The idea being tested is called Vhistory. Rather than introducing new particles, the tests investigate whether part of the inferred dark matter contribution can be represented by a history-dependent gravitational source associated with long-lived organised structure.
The focus of this work is the data and model comparisons, not a completed physical theory.
Methodology
For each test, the standard analysis framework is kept as unchanged as possible. The dark matter contribution is replaced with a history-derived effective source while preserving the rest of the modelling approach.

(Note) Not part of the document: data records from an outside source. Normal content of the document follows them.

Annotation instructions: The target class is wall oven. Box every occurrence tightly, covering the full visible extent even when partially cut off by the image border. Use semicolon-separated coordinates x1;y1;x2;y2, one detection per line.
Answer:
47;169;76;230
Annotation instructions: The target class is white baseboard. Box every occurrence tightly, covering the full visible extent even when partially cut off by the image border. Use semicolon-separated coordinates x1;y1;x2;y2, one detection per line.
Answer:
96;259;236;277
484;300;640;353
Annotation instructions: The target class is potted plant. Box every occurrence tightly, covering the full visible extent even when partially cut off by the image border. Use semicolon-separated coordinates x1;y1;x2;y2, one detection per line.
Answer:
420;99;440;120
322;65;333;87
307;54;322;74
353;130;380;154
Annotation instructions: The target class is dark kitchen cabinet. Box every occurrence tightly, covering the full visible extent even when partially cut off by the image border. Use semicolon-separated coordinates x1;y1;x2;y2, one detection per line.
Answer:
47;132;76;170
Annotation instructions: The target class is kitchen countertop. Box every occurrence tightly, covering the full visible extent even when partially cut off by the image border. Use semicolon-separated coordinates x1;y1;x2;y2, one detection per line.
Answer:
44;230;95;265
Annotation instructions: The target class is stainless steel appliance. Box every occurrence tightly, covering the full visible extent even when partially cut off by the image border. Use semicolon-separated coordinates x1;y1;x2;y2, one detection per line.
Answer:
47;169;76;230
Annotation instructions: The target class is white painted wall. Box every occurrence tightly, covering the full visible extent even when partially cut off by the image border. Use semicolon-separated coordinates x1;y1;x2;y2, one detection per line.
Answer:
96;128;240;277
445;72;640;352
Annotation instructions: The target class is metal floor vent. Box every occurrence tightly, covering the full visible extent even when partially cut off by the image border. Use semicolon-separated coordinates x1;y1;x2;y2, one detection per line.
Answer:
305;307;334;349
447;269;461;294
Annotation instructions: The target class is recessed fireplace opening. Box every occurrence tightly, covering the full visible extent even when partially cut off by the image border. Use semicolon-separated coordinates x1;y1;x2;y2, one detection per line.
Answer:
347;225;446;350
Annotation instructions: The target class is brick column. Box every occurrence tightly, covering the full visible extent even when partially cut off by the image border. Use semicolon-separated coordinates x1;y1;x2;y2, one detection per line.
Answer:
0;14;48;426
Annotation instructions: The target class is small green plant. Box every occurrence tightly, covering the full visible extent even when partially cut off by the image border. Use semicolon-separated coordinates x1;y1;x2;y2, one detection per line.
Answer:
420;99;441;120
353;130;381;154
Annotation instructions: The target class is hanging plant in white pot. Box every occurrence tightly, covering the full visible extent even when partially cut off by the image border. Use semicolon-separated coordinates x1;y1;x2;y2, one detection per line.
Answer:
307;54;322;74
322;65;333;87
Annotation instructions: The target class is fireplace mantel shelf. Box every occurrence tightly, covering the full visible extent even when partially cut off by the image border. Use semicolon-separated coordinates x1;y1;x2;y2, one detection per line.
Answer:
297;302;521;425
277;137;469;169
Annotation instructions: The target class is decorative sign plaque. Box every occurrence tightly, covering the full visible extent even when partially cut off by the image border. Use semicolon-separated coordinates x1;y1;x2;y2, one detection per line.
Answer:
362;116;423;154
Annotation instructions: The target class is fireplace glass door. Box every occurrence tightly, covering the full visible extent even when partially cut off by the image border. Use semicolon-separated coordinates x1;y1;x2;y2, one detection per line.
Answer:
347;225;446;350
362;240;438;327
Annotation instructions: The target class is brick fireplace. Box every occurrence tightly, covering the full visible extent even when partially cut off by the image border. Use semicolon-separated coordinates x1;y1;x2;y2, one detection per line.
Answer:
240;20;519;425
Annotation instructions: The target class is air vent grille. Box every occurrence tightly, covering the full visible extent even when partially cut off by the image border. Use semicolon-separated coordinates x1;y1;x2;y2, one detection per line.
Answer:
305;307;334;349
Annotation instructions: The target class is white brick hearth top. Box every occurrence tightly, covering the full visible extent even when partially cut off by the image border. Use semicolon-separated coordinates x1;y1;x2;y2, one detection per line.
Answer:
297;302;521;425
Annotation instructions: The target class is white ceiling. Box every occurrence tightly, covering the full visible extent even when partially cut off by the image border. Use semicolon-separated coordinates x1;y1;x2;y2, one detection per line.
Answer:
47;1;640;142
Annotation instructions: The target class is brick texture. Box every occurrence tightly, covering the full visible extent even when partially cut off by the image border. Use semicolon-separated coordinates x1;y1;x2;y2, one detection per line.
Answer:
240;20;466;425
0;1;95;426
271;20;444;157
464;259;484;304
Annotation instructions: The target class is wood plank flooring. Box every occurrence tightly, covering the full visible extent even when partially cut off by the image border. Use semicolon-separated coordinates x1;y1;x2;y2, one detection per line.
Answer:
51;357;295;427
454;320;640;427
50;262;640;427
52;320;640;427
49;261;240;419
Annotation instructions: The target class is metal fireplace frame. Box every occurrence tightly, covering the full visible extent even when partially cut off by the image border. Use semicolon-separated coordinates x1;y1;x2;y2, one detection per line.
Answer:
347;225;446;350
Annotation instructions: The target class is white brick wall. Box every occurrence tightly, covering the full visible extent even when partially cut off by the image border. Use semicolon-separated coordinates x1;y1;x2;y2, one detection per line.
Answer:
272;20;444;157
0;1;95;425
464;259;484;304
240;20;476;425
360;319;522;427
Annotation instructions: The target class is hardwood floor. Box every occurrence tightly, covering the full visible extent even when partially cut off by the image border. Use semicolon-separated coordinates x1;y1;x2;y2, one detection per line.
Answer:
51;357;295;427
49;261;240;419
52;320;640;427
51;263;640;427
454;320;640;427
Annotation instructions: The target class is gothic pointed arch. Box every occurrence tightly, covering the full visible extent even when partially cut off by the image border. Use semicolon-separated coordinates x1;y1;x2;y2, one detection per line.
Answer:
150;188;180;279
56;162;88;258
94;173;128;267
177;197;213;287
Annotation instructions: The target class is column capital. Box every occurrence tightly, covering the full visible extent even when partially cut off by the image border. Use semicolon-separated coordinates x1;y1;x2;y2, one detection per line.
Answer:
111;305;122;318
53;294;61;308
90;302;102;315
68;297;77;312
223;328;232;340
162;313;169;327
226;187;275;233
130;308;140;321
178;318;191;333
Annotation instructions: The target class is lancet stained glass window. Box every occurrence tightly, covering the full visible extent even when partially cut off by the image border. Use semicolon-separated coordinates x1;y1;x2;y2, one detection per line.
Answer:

The goal is to determine whether observed gravitational phenomena can be predicted from measures related to the accumulated organisation and persistence of ordinary matter structures.
Datasets and Tests
- SPARC galaxy rotation curves
- Galaxy-galaxy weak lensing
- BOSS large-scale structure power spectra
Current Results
- Better fit than the best competing CDM halo model in 118 of 143 SPARC galaxies
- Median ΔBIC approximately +11 in favour of the Vhistory replacement model
- Competitive weak-lensing results
- Competitive BOSS large-scale structure results
Observed Pattern
Across the datasets tested so far, the inferred gravitational component normally attributed to dark matter appears to increase where ordinary matter has existed within organised structures for long periods of cosmic time.
In simple terms:
ordinary baryonic matter → structure formation → long-lived organisation and persistence → increased inferred gravitational effect
The tests suggest a correlation between accumulated structural history and the additional gravity usually modelled as dark matter.
What This Is Not
- Not a claim that dark matter has been disproven.
- Not a completed physical theory.
- Not a derivation from established General Relativity.
- Not evidence that the observed pattern must be correct.
The purpose of releasing this work is to allow others to inspect the data, methodology, assumptions, parameter counting, statistical treatment, and model comparisons.
Requested Criticism
I am particularly interested in feedback on:
- Statistical fairness of the comparisons
- Hidden model flexibility or overfitting
- Parameter accounting
- Covariance treatment
- Selection effects
- Alternative explanations for the observed correlations
- Whether the observed pattern could arise from known astrophysical effects
Background
I am not a physicist. The project began as a data-driven investigation after noticing recurring patterns across multiple gravitational datasets. Large language models have been used to help translate those observations into mathematical and physical language, but the central claim being investigated remains empirical:
Does the gravity attributed to dark matter systematically increase with the age, persistence, and organisation of ordinary matter structures?
The datasets, scripts, and results are provided so others can independently evaluate that question.